I am talking about Deceptions of the Heart, the third novella by Prof. Enrico Stabellini. Unlike the novella that precedes it, namely The Last Summer, the text at hand addresses the issue of euthanasia, a theme closely related to bioethics, and that can be approached from two different perspectives: from a 'secular' perspective, where euthanasia seems not to want to be fully regulated by the legislator, and from a more theological point of view, where sweet death is morally illicit.

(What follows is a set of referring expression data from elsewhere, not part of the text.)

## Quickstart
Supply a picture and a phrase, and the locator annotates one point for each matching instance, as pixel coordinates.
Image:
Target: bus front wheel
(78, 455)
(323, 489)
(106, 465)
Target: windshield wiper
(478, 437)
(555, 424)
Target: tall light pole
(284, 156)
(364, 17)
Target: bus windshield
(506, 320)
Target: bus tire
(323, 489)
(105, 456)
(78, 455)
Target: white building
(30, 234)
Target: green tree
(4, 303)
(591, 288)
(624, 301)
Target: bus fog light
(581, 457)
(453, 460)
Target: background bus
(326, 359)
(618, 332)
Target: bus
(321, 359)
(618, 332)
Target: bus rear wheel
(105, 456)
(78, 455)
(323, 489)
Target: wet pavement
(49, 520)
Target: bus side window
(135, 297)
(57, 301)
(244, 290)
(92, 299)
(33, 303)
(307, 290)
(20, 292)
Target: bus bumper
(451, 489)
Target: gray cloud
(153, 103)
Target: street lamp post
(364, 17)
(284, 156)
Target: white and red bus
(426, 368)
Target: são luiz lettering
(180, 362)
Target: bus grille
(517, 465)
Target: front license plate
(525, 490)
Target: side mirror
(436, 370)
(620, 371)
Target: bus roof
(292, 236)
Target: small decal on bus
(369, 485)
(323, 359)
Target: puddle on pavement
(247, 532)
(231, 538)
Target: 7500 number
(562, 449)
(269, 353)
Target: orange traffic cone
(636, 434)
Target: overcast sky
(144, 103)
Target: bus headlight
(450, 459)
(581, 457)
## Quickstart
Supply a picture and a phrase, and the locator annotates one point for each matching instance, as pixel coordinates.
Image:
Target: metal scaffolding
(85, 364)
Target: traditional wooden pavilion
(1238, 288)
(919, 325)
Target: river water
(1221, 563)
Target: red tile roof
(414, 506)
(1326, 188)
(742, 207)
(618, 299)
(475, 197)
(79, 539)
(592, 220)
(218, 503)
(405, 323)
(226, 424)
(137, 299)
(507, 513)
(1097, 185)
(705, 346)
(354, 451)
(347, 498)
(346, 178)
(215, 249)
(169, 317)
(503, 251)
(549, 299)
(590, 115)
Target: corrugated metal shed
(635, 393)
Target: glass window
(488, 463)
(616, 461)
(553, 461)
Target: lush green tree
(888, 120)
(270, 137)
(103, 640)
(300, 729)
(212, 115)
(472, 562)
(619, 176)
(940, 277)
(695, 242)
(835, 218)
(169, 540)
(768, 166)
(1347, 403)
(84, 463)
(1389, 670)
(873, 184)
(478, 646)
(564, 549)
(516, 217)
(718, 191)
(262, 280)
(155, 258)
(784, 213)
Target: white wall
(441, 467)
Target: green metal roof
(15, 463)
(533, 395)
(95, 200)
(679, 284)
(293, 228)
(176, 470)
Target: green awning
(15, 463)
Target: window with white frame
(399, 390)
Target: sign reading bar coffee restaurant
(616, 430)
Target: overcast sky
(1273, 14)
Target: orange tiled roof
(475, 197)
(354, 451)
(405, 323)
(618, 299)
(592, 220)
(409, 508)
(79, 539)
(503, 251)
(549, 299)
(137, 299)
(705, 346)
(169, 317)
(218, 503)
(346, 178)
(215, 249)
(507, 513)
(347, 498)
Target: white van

In this story, Professor Stabellini addresses euthanasia from a purely secular point of view, and he does so with absolute delicacy, for goodness' sake, but it's as if he wants to scatter crumbs of bread here and there, saying, yes, that Denise (the deuteragonist of the story, behind whom, as far as I'm concerned, with a very clever device [which brings to mind Giovanni Verga of 'The House by the Medlar Tree' and 'Red Malpelo'], the author himself hides), a police officer and niece of Miriam, Amedeo's wife, the protagonist of the story, being part of the State Police, brings to the story her firmness in stating that euthanasia is illegal, but from another point of view, this could also be Stabellini's own opinion.